CHAPTER EIGHT
My apologies for the delay; my scribe was rather shaken by the events last described and declared that she 'needed some people time' before vanishing in a burst of feathers. While I could have carried on without her— I have, through considerable time and effort, finally managed to master that so-called "art" of scratching small symbols into a solid medium— she took her typing device with her and I much prefer dictation.
Embarrassing? Hardly.
For the record— the written record, in symbolic format— my scribe Bonadan Moninedo-sa is a skilled typist and fine companion in these lonely mountains. I would never be able to use those tiny keys myself without a great deal of frustration.

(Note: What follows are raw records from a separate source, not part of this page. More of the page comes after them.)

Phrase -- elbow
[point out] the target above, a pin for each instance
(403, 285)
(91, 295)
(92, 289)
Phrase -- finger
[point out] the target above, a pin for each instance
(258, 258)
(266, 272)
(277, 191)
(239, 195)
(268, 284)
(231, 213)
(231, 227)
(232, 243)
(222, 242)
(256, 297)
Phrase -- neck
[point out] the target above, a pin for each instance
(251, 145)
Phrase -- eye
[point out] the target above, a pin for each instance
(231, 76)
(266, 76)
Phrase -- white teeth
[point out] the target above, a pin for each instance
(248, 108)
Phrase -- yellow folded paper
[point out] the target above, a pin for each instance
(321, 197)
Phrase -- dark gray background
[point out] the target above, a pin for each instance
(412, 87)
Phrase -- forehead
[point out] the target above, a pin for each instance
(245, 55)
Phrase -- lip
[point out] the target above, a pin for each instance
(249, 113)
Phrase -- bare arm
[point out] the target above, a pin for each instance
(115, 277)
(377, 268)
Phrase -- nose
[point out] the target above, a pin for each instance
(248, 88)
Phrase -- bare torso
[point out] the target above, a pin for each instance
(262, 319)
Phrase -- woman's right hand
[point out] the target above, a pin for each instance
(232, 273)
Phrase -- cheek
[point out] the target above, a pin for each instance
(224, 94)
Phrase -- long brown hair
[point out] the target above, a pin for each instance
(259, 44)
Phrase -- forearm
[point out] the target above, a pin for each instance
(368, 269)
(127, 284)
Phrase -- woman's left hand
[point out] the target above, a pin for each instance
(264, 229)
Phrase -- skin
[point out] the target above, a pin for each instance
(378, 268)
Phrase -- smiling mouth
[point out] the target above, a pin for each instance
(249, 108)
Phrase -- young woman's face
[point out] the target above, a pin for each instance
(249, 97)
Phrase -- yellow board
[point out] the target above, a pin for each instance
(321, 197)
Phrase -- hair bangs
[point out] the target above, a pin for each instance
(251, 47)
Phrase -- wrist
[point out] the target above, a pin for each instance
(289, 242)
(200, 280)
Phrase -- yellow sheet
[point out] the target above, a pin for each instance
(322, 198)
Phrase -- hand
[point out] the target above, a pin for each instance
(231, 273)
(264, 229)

Not embarrassing at all. Good work should be recognized. I speak, and it is translated into silent format, awaiting mental reconstruction— not so personal or accurate as receiving information directly from the source, but, as they say, when on Center, wear your best ribbons. If the truth is to be learned frozen, so be it.
I certainly learned my truths cold.
To wake, in an unfamiliar place, consumed by unfamiliar ache, and realize...
Well, it wasn't a happy truth.
They built the pod in haste, following the form of one of your drop vessels— the Demolisher carriers— with exacting attention to both internal and external features. No hint of our own technology, no way to trace it back to its makers, no indication that it was not simply stolen from a wayward fleet. If the Array were to interact with the outside, they would do so in a manner concealing their involvement. The only peculiar detail was the pod's lone inhabitant.
Me.
We had watched you for over a decade; you had never laid eyes upon us. Not that we knew.
Us, never. But our machines...
To you we were the unknown, terrible constructs from the depths or the far regions, horrors lurking in your histories and lying in wait for the future. We were monsters that burned worlds; we were gifts of the golden divine. We were inexorable, unstoppable, our artifacts returning in every age for another test of your will to rule and your right to live. We were Fate incarnate.
Had I known this, I may have been more confident.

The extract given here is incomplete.